In this way, you can ensure that the contents of any unique_ptr is only ever stored in one place. You can't stop them from referencing it in multiple places (via pointers to unique_ptr or whatever), but there will be at most one location in memory where the actual pointer is stored.
Removing both the copy and move constructors creates an immobile object. Where it is created is where it's values stay, forever.
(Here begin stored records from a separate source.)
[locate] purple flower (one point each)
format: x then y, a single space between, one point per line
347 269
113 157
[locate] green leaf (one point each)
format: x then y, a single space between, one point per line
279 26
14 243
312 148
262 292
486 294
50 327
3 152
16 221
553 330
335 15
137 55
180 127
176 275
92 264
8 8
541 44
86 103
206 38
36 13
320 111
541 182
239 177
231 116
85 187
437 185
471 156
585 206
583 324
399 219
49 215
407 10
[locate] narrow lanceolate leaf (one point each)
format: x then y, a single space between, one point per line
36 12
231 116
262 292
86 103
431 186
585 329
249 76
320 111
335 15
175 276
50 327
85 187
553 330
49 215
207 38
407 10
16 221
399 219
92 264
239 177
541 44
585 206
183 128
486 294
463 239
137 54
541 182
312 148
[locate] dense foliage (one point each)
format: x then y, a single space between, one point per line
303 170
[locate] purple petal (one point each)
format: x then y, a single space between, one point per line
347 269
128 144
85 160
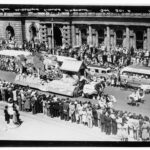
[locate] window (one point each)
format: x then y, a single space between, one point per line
100 36
96 70
119 37
103 71
139 40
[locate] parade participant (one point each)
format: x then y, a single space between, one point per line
33 104
107 124
140 94
84 116
89 117
7 116
72 111
99 112
61 109
133 99
113 123
145 130
102 119
95 115
66 110
19 100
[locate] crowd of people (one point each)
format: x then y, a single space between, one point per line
126 125
8 64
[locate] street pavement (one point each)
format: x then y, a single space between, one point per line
41 127
120 94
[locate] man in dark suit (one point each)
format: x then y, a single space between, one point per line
102 118
61 103
66 110
95 116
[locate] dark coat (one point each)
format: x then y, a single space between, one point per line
6 115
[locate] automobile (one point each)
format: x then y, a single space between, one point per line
101 71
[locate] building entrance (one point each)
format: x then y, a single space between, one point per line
57 37
139 40
10 33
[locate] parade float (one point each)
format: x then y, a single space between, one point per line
66 84
89 89
69 84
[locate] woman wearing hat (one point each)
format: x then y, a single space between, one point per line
84 116
145 129
89 117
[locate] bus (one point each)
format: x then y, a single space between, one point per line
99 71
135 75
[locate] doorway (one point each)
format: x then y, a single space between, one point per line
57 37
33 33
10 33
139 40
Movement allows you to have unique ownership, but without being immobile.
You could probably hack together a proxy to do the trick if you really wanted, and have a converting constructor that copies the value stored within the proxy.
Something along the lines of:
template<typename T>
struct ReturnProxy {
//This could be made private, provided appropriate frienship is granted
ReturnProxy(T* p_) : p(p_) { }
ReturnProxy(ReturnProxy&&) = default;
private:
//don't want these Proxies sticking around...
ReturnProxy(const ReturnProxy&) = delete;
void operator =(const ReturnProxy&) = delete;
void operator =(ReturnProxy&&) = delete;
struct SUPER_FRIENDS { typedef T GO; };
friend struct SUPER_FRIENDS::GO;
unique_ptr<T> p;
};
struct Object {
Object() : data(0) { }
//Pseudo-copy constructor
Object(ReturnProxy<Object>&& proxy)
: data(proxy.p ? proxy.p->data : throw "Don't get sneaky with me \\glare")
{
//steals `proxy.p` so that there isn't a second copy of this object floating around
//shouldn't be necessary, but some men just want to watch the world burn.
unique_ptr<Object> thief(std::move(proxy.p));
}
private:
int data;
Object(const Object&) = delete;
void operator =(const Object&) = delete;
};
ReturnProxy<Object> func() {
return ReturnProxy(new Object);
}
int main() {
Object o(func());
}
You could probably do the same in 03, though, using auto_ptrs. And it obviously doesn't prevent storage of the resultant Object, although it does limit you to one copy per instance.